Commentary

New report highlight’s NC’s self-destructive decision not to fill the Medicaid gap

The beneficial impacts of Obamacare continue add up, but unfortunately, North Carolina isn’t getting its fair share. That’s that’s one of the takeaways from a new report distributed yesterday on the fifth anniversary of the law. As health policy expert Tara Culp Ressler of Think Progress reports:

“According to a new report from the Department of Health and Human Services (HHS), hospitals saved at least $7.4 billion last year, thanks in large part to reforms under Obamacare. The savings reflect a reduction in the so-called “uncompensated care” that hospitals provide to uninsured Americans, and are even greater than HHS officials predicted they would be at the beginning of this year.

Since people without insurance typically don’t have any means to cover their medical bills, the cost of their treatment ends up falling on the hospital itself. Therefore, as more people gain coverage, it become less expensive for hospitals to care for their patients. More than 16 million previously uninsured Americans have gotten covered under Obamacare, contributing to the biggest drop in the national uninsurance rate over the past four decades.”

If states like North Carolina had gotten on board with closing the Medicaid gap, things would be even better:

“The savings have been most pronounced in the states that agreed to accept Obamacare’s optional Medicaid expansion, which seeks to extend public insurance to additional low-income people. Nearly 70 percent of the savings documented in the HHS report — a total of $5 billion — occurred in the 29 states that have expanded Medicaid. And, if every state had agreed to add more people to their Medicaid rolls, their hospitals could have saved an extra $1.4 billion.”

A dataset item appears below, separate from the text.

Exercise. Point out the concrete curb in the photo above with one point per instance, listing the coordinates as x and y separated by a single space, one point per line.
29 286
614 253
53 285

In other words, here’s more confirmation that,  in addition to helping hundreds of thousands of working people in need, Medicaid expansion would do wonders for some of the most important businesses in North Carolina (especially in rural North Carolina) hospitals. It’s hard to imagine that state leaders can resist taking this obvious and long overdue step much longer.

5 Comments


  1. LayintheSmakDown

    March 24, 2015 at 10:46 am

    We will be glad we did not seek out a share of this bad investment once the Medicaid thing blows up. You have to look at the long term detriments that offset any short term gains in order to get the big picture…but radical progressives never look that far ahead, it is just screech about what is happening at this moment.

  2. love my state

    March 24, 2015 at 11:48 am

    actually there is not a snowball’s chance in hell that this is going to blow up. we are foolish for not accepting and expanding. the black man is still in the white house, whether you like it or not.

  3. LayintheSmakDown

    March 24, 2015 at 2:11 pm

    You are simply wrong State, we would be stupid to accept a short term gain for the promise of long term hurt. I don’t care if the occupant of the WH is red, yellow, black, or white…or even Saint Ron Reagan himself. This would be a recipe for disaster no matter who put it in place.

  4. Pertains!

    March 24, 2015 at 5:49 pm

    The short term gain is probably only important to the families who aren’t quite poor enough to qualify for Medicaid. Maybe they will become homeless or some will just go ahead and die. You forget many of the ones who would GAIN are children.

  5. LayintheSmakDown

    March 25, 2015 at 12:39 pm

    Or they buy those affordable healthcare plans available from Barrycare. And they also gain by having a government that is able to continue some of the other perks they take advantage of regularly.